Après ce dernier oued, nous entrons dans de fantastiques bois d’oliviers, vieux de bien des siècles, décharnés comme des fantômes d’arbres, maltraités de tout temps par les Arabes, qui, âpres et imprévoyans, en arrachent la récolte avec de longs ongles de fer, au lieu de la cueillir avec soin. Comment vivent-ils encore, ces vétérans, dont le tronc n’est plus qu’une dépouille d’écorce rugueuse et dont, cependant, le fin feuillage argenté est toujours jeune et vivace ?

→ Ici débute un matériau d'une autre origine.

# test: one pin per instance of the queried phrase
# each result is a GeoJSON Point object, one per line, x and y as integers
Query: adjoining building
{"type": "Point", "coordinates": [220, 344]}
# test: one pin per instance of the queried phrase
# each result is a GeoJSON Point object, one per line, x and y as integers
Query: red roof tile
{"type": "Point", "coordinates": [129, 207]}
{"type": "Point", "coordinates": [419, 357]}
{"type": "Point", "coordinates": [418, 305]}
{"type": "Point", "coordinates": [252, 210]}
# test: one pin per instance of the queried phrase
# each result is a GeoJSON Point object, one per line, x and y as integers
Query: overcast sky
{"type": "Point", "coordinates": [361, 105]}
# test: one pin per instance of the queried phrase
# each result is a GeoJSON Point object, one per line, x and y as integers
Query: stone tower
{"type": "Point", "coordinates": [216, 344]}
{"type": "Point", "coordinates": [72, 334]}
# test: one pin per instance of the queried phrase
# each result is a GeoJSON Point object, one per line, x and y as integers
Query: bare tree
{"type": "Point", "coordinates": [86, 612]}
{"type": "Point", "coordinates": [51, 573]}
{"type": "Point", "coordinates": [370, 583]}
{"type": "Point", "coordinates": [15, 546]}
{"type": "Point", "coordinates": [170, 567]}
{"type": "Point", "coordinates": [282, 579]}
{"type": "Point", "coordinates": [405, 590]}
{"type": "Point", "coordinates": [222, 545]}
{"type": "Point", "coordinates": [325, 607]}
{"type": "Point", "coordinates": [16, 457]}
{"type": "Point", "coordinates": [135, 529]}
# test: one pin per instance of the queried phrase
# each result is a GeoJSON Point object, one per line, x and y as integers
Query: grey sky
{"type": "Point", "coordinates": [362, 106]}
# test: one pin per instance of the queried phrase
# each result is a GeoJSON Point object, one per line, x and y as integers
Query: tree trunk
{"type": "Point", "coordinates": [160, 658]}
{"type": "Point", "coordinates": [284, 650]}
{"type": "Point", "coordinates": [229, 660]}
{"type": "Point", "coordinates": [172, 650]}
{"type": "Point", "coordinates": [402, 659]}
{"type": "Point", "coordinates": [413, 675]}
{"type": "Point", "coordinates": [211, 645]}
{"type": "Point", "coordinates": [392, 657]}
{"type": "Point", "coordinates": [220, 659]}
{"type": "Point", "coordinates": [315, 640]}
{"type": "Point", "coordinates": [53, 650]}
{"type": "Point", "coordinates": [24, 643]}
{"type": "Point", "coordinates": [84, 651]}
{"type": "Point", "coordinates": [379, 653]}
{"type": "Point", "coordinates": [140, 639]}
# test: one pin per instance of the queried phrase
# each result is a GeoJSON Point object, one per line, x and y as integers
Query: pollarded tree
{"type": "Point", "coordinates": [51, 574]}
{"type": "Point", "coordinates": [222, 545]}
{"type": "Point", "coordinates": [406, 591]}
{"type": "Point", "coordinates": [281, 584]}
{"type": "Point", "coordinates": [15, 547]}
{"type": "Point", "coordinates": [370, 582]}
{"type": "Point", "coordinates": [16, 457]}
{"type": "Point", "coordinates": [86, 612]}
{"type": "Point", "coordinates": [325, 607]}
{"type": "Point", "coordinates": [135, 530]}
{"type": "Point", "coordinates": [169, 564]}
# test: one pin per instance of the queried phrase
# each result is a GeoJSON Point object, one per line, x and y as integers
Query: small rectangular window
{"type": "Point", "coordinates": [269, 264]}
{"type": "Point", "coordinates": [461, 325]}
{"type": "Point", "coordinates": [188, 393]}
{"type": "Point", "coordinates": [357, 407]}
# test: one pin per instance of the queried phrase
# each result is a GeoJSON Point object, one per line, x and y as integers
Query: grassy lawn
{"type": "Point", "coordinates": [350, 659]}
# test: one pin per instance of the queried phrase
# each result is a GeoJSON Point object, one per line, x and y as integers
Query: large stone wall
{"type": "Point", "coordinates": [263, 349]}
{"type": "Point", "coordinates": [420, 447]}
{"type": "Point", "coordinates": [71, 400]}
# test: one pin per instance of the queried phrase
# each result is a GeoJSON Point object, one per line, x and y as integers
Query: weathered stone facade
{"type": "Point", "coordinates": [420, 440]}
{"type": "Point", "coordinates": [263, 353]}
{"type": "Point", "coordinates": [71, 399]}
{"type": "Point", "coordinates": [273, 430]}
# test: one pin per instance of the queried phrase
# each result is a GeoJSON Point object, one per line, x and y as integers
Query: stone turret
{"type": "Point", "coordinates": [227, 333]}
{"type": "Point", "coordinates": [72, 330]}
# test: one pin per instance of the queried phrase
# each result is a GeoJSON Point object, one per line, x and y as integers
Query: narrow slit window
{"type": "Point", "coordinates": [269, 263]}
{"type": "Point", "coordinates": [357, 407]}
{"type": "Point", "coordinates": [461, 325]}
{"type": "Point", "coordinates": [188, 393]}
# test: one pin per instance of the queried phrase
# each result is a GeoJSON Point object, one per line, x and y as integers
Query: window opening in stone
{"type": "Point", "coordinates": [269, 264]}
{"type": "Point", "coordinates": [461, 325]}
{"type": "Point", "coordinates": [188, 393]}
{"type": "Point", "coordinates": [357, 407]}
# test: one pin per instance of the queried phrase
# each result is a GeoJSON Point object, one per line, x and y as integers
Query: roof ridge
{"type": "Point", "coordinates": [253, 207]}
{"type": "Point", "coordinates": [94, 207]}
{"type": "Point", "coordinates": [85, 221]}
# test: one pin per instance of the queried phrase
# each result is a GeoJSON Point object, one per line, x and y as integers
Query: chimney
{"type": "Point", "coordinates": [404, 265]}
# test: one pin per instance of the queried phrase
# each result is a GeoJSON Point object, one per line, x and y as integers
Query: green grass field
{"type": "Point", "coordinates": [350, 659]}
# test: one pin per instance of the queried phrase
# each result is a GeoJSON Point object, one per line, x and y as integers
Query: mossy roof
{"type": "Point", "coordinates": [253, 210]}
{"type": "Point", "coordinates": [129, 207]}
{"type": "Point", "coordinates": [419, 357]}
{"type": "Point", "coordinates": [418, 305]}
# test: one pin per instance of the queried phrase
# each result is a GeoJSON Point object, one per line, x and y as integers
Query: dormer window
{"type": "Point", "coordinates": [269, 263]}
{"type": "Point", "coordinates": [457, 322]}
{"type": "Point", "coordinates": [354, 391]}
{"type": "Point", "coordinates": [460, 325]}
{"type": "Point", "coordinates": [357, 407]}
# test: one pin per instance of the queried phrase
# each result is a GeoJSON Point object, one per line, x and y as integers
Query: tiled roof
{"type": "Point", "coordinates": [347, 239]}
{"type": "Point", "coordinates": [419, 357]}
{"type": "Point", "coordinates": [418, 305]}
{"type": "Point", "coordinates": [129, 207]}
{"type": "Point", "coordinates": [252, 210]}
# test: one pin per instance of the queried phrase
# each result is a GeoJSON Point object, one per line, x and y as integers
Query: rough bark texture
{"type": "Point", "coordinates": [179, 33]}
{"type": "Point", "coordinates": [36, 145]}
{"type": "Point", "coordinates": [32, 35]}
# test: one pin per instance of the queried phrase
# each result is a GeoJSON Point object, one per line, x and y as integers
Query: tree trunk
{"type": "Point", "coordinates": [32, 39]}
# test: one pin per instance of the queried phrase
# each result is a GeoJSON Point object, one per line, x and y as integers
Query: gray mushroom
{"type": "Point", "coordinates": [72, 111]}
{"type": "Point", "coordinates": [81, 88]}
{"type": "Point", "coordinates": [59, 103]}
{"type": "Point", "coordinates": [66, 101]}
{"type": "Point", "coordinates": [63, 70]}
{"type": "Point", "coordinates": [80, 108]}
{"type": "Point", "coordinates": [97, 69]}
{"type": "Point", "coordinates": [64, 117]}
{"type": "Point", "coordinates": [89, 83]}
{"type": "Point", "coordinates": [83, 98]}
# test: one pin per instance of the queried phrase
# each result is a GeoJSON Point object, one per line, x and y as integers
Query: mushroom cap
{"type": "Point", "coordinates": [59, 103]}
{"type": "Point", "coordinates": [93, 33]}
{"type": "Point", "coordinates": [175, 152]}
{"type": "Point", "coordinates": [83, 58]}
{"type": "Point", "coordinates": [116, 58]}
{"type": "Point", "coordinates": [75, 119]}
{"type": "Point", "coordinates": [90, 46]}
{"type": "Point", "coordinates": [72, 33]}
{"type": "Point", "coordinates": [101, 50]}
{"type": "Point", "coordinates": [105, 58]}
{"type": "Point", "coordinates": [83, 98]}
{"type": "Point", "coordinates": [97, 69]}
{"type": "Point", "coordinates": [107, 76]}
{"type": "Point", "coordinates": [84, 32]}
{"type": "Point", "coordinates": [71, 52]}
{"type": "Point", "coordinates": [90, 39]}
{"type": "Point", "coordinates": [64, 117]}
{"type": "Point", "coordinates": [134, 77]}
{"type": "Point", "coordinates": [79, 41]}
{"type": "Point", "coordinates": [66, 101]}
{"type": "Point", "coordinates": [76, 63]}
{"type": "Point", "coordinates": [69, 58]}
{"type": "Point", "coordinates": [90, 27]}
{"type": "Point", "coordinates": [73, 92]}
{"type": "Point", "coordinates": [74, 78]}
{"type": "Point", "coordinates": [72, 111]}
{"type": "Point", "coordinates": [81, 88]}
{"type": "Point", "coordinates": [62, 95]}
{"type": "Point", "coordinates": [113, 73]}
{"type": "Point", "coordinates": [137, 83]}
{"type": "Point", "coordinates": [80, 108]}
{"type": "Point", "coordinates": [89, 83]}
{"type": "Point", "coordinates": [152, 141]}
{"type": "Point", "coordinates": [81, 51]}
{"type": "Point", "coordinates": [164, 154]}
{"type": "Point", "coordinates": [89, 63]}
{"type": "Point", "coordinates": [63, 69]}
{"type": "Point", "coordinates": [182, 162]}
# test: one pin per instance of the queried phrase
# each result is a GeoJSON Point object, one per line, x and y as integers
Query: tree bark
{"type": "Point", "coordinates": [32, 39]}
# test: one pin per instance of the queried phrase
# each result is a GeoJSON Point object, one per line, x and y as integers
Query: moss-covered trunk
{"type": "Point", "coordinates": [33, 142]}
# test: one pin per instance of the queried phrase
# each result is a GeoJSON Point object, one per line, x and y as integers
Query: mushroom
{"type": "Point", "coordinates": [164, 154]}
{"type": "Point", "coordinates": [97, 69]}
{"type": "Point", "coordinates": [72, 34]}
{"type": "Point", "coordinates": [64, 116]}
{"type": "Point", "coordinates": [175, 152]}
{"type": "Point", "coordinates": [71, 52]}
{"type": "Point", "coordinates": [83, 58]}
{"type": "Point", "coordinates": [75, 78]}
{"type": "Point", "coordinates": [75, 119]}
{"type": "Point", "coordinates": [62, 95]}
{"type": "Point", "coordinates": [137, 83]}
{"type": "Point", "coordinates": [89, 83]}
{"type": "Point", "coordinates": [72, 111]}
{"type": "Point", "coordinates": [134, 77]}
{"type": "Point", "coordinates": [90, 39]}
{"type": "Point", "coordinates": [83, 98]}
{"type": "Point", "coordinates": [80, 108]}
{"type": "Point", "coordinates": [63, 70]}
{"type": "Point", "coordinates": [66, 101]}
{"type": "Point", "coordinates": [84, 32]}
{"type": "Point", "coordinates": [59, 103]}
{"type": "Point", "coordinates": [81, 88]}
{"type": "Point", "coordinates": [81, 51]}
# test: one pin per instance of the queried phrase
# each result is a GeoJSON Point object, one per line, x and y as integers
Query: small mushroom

La route tourne longtemps dans le labyrinthe de ces bois antiques. Enfin, un grand cimetière arabe, aux monticules recouverts de turbans de pierre, s’étage sur le bord du chemin ; assez proche, la mer miroite sous les dernières lueurs du ciel rosé ; une pente abrupte nous amène à Bab-en-Rabi, la grosse porte flanquée de tours qui ferme, la nuit, les murs crénelés de Sousse,

La ville, comme la plupart des ports d’Afrique, est tout en étages sur une côte rapide qui descend à la mer, d’une blancheur de lait; les maisons aux rares ouvertures, les petites rues pleines d’animation et de caractère. L’hôtel est très primitif, un peu rebutant tout d’abord; mais, en somme, satisfaisant, et un vrai cuisinier français nous en fait les honneurs. Ce soir, le clair de lune est si beau, si intense, que nous oublions toutes nos fatigues pour errer sur la plage, au pied des hautes murailles, véritable décor d’un nid de pirates, avec ses tours, ses meurtrières et ses formidables portes, que l’on fermera tout à l’heure contre nous si nous n’y prenons pas garde.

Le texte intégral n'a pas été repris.